Parents place umbrellas, each carrying sheets of paper containing information about their unmarried children, at the matchmaking market in People's Park in downtown Shanghai last month.(Photo by GAO ERQIANG/CHINA DAILY)
People's Park in Shanghai is the setting for an extraordinary marriage bureau, as elderly parents attempt to find partners for their unattached 30-something children.
As the temperature soared higher than 36 C on a Saturday afternoon, more than 500 middle-aged people and seniors packed into a corner of People's Park in Shanghai.
They carried bottled water, folding chairs, soda water and mosquito repellent.
While the scene appeared no different to any other bustling market in China, the "commodities" were anything but ordinary. The items on offer were unmarried people, most of them older than 30, and therefore far above the optimum marriageable age, according to Chinese standards.

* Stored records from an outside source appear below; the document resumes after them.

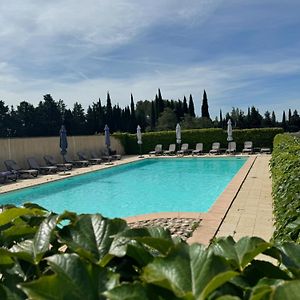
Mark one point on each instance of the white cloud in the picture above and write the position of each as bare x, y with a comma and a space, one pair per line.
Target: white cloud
224, 80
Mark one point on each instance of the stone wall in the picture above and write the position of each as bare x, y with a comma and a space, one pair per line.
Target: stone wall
19, 149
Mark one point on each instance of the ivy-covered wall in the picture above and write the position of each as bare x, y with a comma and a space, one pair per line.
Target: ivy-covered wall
285, 169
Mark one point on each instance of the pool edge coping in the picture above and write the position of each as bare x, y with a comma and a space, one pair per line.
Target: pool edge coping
210, 221
213, 219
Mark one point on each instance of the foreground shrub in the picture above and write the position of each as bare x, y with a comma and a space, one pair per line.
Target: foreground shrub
44, 255
285, 169
261, 137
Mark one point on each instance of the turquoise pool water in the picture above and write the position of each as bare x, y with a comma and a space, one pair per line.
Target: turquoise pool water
148, 186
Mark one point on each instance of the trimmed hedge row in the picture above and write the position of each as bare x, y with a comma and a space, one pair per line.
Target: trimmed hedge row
285, 169
261, 137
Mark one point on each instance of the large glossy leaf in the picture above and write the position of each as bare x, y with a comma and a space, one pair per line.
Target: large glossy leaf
135, 291
188, 271
141, 244
241, 253
122, 246
7, 294
74, 278
276, 290
291, 257
91, 235
9, 215
33, 250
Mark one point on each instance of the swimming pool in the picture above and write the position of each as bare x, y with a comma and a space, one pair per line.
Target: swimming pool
147, 186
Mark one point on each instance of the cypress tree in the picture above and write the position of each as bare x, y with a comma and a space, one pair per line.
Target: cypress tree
273, 119
283, 123
160, 103
204, 107
191, 107
132, 115
108, 117
153, 116
184, 107
221, 119
290, 115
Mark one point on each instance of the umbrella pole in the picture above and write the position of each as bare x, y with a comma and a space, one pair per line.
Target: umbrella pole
141, 156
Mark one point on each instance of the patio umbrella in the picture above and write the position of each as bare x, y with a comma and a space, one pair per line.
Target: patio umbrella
107, 137
178, 134
139, 138
229, 131
63, 142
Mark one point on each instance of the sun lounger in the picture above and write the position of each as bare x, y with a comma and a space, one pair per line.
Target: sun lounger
52, 162
198, 150
265, 150
184, 149
33, 164
77, 163
83, 156
157, 150
8, 175
171, 151
231, 148
104, 155
248, 147
215, 149
11, 165
114, 155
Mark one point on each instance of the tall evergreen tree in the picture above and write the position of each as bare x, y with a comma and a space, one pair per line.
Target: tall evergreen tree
153, 116
221, 119
273, 119
133, 124
48, 117
108, 113
283, 123
191, 107
79, 121
184, 106
290, 115
204, 107
160, 103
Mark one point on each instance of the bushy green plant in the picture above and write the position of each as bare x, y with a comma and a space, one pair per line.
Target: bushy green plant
261, 137
285, 169
44, 255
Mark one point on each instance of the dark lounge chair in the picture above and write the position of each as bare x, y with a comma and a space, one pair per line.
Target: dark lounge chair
8, 175
52, 162
33, 164
231, 148
157, 150
11, 165
83, 156
104, 154
248, 147
77, 163
171, 151
215, 149
184, 149
198, 150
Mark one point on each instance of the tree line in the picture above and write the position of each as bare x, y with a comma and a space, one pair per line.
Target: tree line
46, 118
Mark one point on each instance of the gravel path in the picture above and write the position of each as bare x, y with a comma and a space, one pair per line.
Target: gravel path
181, 227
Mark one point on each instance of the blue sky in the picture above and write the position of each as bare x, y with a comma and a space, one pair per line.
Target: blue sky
242, 53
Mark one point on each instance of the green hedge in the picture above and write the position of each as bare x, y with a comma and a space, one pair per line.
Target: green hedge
285, 169
44, 256
261, 137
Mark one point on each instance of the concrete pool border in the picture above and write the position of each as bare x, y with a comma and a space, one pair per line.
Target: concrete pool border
210, 222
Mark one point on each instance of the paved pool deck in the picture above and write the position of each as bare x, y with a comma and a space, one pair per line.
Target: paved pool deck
243, 209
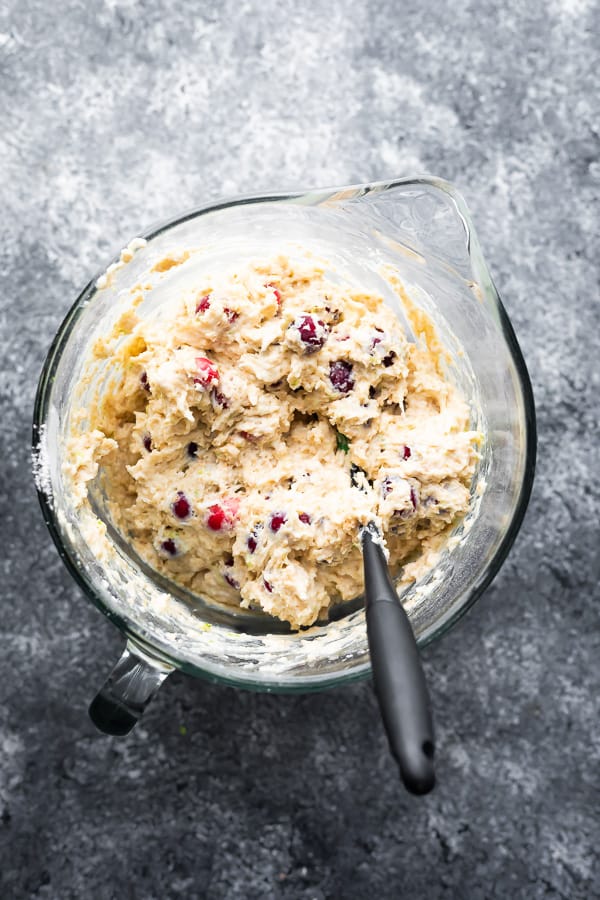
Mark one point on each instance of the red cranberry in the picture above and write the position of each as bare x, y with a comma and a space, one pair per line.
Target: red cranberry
223, 515
272, 284
207, 372
313, 332
252, 539
277, 520
216, 517
340, 375
231, 581
181, 507
219, 399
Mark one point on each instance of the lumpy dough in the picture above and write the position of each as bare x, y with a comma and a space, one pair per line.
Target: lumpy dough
226, 438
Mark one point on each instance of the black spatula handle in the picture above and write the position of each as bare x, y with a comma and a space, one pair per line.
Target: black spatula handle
397, 673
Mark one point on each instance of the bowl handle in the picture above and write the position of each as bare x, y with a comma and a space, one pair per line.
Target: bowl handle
127, 691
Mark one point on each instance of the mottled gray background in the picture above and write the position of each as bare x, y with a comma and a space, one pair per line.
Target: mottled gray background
116, 114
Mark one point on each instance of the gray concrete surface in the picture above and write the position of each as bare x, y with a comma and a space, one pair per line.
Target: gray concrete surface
116, 114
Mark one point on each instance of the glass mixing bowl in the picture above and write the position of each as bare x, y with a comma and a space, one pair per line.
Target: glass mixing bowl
422, 228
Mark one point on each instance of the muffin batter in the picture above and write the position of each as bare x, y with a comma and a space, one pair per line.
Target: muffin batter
226, 437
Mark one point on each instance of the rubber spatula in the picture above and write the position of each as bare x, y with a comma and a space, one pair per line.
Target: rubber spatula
398, 675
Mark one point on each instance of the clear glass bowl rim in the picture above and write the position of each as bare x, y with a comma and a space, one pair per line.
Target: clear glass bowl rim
312, 198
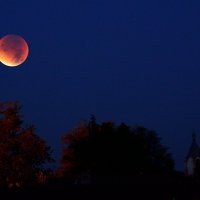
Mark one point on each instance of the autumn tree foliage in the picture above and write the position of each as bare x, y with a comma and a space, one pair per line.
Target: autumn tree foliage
22, 152
109, 150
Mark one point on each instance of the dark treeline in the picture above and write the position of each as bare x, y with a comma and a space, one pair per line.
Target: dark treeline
93, 155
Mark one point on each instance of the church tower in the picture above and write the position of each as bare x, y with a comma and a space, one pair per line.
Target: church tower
192, 161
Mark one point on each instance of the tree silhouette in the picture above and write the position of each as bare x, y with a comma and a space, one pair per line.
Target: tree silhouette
108, 150
22, 152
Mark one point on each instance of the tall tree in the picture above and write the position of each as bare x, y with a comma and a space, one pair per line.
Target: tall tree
109, 150
22, 152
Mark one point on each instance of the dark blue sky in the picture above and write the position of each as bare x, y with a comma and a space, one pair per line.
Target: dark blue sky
123, 60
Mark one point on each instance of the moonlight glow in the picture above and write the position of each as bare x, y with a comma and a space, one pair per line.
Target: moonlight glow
13, 50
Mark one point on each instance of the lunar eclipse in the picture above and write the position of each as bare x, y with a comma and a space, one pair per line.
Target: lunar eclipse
13, 50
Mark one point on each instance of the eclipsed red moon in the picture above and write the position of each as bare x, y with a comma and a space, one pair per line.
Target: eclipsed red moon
13, 50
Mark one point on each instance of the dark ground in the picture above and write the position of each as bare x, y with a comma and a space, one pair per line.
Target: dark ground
152, 187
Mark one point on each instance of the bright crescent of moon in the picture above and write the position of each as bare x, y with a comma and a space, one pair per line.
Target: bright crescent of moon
13, 50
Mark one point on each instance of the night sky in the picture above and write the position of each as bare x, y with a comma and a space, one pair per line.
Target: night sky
122, 60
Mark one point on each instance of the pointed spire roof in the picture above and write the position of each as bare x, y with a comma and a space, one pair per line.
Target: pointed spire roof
194, 150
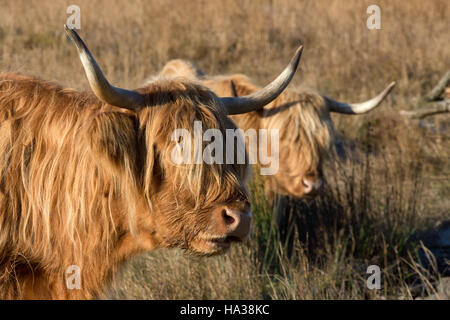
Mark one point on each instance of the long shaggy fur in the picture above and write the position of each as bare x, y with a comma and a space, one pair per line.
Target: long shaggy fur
88, 184
301, 116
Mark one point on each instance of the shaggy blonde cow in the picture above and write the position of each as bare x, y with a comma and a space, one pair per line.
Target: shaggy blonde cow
87, 180
301, 116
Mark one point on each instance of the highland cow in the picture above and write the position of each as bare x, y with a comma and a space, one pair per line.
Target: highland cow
302, 117
86, 180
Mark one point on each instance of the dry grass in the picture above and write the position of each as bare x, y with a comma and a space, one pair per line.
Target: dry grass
373, 203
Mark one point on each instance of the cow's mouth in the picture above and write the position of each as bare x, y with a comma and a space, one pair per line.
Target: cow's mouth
215, 245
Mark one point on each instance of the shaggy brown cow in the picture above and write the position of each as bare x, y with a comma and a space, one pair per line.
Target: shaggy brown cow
87, 181
301, 116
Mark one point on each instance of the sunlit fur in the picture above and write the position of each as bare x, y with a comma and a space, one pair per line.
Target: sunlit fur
302, 117
88, 184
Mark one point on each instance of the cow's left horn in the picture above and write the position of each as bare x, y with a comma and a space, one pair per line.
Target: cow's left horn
358, 108
259, 99
103, 90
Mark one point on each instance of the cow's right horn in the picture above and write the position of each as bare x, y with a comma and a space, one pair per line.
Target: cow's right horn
259, 99
103, 90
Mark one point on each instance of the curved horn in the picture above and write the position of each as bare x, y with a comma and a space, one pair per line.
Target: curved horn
358, 108
103, 90
259, 99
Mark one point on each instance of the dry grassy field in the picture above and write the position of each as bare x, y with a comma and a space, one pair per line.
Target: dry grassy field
395, 184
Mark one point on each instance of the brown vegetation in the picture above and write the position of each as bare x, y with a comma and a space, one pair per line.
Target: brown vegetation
373, 202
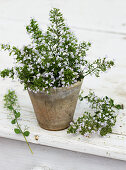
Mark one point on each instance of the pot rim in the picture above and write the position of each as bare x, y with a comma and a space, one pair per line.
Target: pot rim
60, 88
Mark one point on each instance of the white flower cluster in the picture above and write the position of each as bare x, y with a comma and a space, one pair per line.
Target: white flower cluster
53, 59
101, 121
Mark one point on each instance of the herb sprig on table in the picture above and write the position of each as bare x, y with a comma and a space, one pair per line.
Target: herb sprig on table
11, 104
100, 121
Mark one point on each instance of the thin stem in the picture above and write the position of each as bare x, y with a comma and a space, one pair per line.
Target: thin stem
22, 132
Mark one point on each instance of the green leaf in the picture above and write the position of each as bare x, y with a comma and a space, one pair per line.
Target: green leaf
17, 131
13, 121
118, 106
105, 130
17, 114
26, 133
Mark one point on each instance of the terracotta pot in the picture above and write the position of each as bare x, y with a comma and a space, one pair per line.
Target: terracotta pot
55, 111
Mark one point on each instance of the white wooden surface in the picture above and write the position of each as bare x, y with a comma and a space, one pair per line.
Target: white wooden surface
16, 156
103, 22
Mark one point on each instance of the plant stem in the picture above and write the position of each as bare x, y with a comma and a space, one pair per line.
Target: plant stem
21, 131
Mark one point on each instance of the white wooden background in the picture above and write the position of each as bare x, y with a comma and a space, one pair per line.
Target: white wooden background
103, 22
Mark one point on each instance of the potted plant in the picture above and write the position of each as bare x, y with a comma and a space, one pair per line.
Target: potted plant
52, 68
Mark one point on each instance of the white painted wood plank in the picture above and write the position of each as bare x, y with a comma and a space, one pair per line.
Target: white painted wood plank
12, 21
14, 155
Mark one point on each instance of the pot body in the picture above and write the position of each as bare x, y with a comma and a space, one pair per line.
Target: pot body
55, 111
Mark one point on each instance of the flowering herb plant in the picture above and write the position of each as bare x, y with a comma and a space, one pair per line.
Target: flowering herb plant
53, 58
100, 121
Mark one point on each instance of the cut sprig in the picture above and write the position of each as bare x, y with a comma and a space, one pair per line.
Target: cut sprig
100, 120
11, 104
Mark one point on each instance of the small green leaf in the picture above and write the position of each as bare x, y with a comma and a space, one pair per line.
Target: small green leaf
26, 133
118, 106
13, 121
17, 131
17, 114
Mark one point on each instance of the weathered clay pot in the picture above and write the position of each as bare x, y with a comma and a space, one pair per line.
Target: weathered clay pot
55, 111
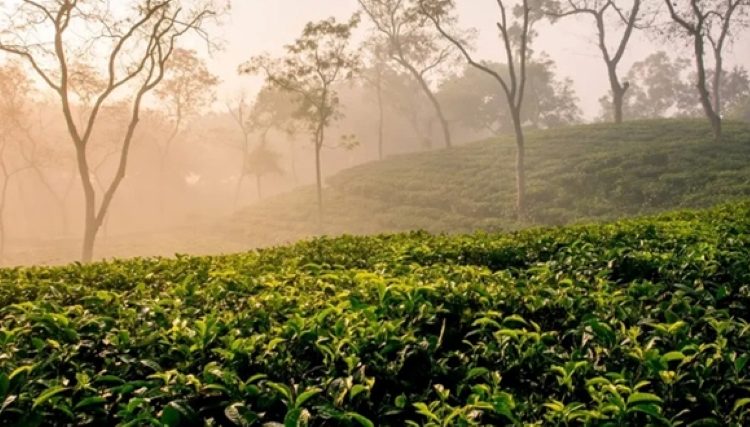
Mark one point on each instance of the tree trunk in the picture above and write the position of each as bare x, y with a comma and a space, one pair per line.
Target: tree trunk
2, 215
705, 96
91, 227
618, 92
617, 100
319, 138
717, 82
89, 237
380, 120
237, 190
319, 181
520, 167
435, 104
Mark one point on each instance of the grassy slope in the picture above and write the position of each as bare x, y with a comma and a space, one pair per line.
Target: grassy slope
590, 172
633, 323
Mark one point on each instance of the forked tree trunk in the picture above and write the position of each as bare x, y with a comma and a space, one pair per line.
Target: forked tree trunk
705, 96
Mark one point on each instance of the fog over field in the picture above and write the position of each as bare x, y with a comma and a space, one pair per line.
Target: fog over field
211, 131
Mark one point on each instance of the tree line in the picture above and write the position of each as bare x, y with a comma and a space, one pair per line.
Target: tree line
125, 66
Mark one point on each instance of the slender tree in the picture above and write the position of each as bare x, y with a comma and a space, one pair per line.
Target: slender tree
708, 21
188, 89
411, 45
600, 11
137, 46
374, 75
318, 60
515, 39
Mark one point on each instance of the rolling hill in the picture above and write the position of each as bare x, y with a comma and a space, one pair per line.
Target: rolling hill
575, 174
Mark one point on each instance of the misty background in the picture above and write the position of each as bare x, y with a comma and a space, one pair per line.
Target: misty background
187, 153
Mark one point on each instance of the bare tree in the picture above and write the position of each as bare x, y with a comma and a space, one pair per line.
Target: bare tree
411, 46
600, 11
188, 89
374, 75
708, 20
139, 46
318, 60
515, 38
17, 90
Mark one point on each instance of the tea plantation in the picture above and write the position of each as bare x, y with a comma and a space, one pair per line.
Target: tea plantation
575, 174
640, 322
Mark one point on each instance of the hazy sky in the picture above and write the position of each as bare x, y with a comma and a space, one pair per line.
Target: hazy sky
255, 26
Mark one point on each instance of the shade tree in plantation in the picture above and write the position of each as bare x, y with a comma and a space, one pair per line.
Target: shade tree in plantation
373, 73
410, 43
661, 86
615, 22
658, 88
272, 110
711, 26
188, 89
476, 103
515, 33
133, 45
314, 64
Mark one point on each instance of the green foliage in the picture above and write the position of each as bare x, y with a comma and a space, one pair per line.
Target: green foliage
574, 174
641, 322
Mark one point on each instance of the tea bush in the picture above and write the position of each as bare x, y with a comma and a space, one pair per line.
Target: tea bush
574, 174
640, 322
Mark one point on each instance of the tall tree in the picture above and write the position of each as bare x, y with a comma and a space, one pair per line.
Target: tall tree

The seniors and middle-aged parents were there to find spouses for their unattached children. They appraised each other with sidelong glances, attempting to hide their heavy hearts and appear uncompromising, while trying to prevent their offspring from being lonely when the next Chinese Valentine's Day rolls around.
Matchmaking markets have sprung up in many large Chinese cities, such as Beijing, Nanjing, Chengdu, Xi'an and Fuzhou, but in the meantime the younger generation is postponing marriage.
In 2010, the average age of marriage in China was 26.7 years for men and 24.9 for women, compared with 25.3 for men and 23.4 for women in 2000, according to the national census, conducted every 10 years.
In Shanghai last year, the average age of marriage was 34.5 years for men and 32 for women, compared with 10 years ago, when it was 31.1 for men and 28.4 for women.